昨季に大卒ルーキーイヤーながらリーグ戦6ゴールを挙げて大宮のJ3優勝に貢献したFW藤井一志(かずし)が、後半アディショナルタイムに劇的な勝ち越しゴールを挙げて、レッドブル資本となった新生・大宮の門出を飾った。
開幕前には世界的名将、ユルゲン・クロップ氏が登場
この日、試合開始前にはドイツ・ブンデスリーガのドルトムントやイングランド・プレミアリーグのリヴァプールを指揮して数々のタイトルを獲得し、今年からレッドブルグループのグローバルサッカー部門責任者に就任したユルゲン・クロップ氏(ドイツ)がファーストピッチセレモニーに登場。
原博実(ひろみ)代表取締役社長とともにNACK5スタジアムのピッチに降り立ち、同スタジアムでのJ2史上最多の観客動員数となる1万3418人の観客から拍手喝さいの歓迎を受けた。

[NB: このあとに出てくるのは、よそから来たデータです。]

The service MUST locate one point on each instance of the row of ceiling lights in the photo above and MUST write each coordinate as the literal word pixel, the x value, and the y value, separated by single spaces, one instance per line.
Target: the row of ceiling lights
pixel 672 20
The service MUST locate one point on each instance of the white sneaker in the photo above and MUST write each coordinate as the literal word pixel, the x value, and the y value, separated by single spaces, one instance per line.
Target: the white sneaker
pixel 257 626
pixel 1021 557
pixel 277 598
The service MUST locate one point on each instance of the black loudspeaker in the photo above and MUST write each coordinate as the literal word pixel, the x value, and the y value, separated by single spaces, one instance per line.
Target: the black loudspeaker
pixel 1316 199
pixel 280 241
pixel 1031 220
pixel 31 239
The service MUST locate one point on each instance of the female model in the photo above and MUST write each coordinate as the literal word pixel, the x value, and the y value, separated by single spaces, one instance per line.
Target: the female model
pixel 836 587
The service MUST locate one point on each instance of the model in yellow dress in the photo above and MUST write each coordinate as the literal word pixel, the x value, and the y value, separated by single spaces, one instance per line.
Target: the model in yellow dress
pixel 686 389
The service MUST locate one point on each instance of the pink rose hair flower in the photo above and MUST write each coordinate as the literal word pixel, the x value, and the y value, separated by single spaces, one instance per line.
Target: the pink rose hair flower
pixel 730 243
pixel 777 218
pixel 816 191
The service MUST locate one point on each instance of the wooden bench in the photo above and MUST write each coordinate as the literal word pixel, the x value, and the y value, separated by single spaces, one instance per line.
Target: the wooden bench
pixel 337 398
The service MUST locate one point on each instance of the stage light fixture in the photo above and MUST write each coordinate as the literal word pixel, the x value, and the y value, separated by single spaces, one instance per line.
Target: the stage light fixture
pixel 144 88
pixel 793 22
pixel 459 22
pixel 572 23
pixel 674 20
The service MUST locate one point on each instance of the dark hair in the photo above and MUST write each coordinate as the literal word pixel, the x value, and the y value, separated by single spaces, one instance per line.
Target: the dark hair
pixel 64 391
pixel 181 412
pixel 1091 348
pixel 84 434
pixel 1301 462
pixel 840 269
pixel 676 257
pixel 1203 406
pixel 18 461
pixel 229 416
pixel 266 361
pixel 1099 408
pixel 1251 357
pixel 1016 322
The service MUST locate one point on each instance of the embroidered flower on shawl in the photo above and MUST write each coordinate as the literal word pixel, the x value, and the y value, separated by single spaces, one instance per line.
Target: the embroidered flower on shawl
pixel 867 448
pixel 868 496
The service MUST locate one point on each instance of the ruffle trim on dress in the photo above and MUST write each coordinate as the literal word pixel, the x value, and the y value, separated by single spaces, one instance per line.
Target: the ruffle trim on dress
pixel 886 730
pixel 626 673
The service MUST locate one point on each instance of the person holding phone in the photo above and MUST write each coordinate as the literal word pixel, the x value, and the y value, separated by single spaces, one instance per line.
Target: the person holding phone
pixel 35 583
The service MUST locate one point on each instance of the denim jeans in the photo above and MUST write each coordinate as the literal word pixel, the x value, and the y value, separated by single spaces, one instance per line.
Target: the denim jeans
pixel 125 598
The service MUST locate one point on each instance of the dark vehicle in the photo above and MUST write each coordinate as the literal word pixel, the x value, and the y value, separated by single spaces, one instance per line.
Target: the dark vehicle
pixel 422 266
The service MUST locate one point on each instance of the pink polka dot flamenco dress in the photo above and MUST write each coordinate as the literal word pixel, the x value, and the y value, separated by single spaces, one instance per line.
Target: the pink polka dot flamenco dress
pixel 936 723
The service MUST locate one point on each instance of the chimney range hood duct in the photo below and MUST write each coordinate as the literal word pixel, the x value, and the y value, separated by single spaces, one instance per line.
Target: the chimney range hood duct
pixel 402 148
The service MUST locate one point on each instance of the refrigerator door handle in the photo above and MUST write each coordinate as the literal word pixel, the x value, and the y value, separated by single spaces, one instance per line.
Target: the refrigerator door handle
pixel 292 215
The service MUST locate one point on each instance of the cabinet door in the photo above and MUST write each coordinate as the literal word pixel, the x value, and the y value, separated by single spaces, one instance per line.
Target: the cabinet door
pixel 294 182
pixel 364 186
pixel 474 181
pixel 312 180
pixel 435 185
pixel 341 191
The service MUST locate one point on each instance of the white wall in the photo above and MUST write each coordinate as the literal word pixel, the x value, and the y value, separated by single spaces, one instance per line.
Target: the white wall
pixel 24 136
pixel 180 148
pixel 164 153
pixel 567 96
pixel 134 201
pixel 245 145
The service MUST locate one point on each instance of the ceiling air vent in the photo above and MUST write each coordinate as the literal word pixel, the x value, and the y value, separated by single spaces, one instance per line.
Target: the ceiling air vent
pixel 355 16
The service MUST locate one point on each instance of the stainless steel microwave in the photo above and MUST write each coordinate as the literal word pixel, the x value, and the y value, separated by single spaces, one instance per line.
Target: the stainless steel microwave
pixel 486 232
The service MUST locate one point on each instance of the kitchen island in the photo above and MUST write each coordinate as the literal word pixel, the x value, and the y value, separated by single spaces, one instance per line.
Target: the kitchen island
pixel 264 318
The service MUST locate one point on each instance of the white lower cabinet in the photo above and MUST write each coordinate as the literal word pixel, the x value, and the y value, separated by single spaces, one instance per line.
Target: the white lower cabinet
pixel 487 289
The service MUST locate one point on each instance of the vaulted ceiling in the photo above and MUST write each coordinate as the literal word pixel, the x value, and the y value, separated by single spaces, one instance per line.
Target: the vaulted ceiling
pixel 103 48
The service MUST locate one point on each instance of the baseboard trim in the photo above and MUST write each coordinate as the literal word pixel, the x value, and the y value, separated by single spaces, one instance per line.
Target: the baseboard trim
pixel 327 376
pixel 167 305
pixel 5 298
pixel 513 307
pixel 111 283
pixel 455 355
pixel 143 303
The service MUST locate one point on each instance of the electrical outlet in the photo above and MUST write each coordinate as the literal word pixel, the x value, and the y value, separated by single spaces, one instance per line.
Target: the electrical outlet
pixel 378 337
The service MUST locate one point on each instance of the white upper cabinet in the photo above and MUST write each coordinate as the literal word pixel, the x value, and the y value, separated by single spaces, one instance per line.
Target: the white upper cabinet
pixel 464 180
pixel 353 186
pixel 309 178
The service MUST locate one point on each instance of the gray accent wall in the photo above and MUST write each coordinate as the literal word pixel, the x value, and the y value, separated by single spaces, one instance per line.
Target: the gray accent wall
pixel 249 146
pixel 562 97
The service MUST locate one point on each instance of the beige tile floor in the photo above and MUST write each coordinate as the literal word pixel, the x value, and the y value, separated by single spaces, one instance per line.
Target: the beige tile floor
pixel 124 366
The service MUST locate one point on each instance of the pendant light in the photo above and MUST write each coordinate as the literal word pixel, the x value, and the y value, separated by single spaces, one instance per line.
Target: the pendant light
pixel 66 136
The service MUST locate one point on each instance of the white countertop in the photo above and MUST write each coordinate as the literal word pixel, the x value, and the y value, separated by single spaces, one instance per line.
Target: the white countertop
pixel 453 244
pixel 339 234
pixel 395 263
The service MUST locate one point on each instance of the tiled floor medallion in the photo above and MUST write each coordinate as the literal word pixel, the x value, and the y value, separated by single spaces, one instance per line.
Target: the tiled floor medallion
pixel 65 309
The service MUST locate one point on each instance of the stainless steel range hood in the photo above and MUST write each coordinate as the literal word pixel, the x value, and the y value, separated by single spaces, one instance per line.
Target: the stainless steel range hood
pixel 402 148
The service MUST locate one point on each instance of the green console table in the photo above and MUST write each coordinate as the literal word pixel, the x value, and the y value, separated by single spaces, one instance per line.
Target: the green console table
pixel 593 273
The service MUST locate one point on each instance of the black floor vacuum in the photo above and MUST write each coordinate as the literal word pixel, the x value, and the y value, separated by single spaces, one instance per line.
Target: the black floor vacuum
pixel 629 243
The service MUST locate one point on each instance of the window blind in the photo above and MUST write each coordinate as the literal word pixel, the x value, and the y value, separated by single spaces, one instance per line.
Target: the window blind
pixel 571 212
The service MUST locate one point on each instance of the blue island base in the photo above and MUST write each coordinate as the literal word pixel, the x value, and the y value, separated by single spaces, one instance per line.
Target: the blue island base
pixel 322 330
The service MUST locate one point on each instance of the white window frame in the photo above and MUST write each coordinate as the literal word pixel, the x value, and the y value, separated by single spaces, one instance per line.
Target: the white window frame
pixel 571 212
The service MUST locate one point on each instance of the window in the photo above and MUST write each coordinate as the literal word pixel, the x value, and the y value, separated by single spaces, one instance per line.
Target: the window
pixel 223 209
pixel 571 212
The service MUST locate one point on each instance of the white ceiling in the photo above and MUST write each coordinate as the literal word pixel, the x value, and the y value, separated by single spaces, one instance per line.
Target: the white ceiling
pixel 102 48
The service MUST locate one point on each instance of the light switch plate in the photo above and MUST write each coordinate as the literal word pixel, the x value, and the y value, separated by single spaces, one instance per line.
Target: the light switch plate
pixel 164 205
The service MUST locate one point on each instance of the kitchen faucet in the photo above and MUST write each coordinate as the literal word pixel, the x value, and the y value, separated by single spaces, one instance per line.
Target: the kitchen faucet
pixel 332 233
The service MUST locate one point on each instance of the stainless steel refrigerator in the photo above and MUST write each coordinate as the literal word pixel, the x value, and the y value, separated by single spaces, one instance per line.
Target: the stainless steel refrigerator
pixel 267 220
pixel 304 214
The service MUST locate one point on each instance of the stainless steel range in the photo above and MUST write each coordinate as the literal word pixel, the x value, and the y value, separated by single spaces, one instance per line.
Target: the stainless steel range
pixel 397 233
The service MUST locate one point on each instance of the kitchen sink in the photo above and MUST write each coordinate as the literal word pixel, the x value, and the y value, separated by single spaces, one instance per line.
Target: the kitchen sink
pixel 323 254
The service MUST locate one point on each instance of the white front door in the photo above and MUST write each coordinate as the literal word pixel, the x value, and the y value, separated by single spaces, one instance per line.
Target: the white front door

セレモニー後は、元ドイツ代表FWマリオ・ゴメス氏(レッドブル・スポーツ部門テクニカルディレクター)とこの試合を視察した。
クロップ氏はMF香川真司(J1セレッソ大阪)やFW南野拓実(フランス1部ASモナコ)、MF遠藤航(イングランド1部リヴァプール)ら日本代表選手を指導した経験があり、日本人選手についてよく理解している人物だ。
日本人選手との関わりも深い世界的名将の来場に、ファン・サポーターだけでなく、選手たちの士気も高まった。
RB大宮初陣の劇的決勝ゴールは人生最高のゴール
前半42分にコロンビア人FWファビアン・ゴンザレスの負傷交代でピッチに投入された藤井は、前線で果敢に相手ゴールに迫り、守備では自慢の走力でアグレッシブにプレスをかけ続けた。
1-1で迎えた後半52分に、MF谷内田(やちだ)哲平が蹴った左からのコーナーキックのこぼれ球をゴール前で藤井が左足で押し込み決勝弾を挙げた。大宮の勝利を決定付けた試合終了間際の劇的ゴールに、オレンジとネイビーのユニフォームをまとったスタジアムが沸いた。
VIP席で試合を観戦していたクロップ氏も窓ガラスを揺さぶって喜び、興奮を爆発させた。
殊勲のストライカーは「泥臭いゴールではありましたけど、(チームを)勝利に導くゴールは普段から意識しているところなので、結果はどうあれしっかりと自分の仕事ができた」と白い歯をこぼした。
普段のトレーニングから、得点の形にこだわらず、ゴールを奪うことを追及している大宮の背番号42。「こぼれてきそうだな」と瞬時に感じ、相手より早く動き出せた。
この日、ドイツの世界的名将がスタジアムに来ることを聞き、「絶対に勝利を届けなければいけない」と気持ちを高まらせていたという同選手は「RB大宮アルディージャとしての第一歩を僕のゴールで勝利に結びつけられてすごくうれしいです。点が決まった瞬間は頭が真っ白になって、時が止まっているように感じました。人生最高のゴールだったと思います」とクラブの歴史に残るゴールを喜んだ。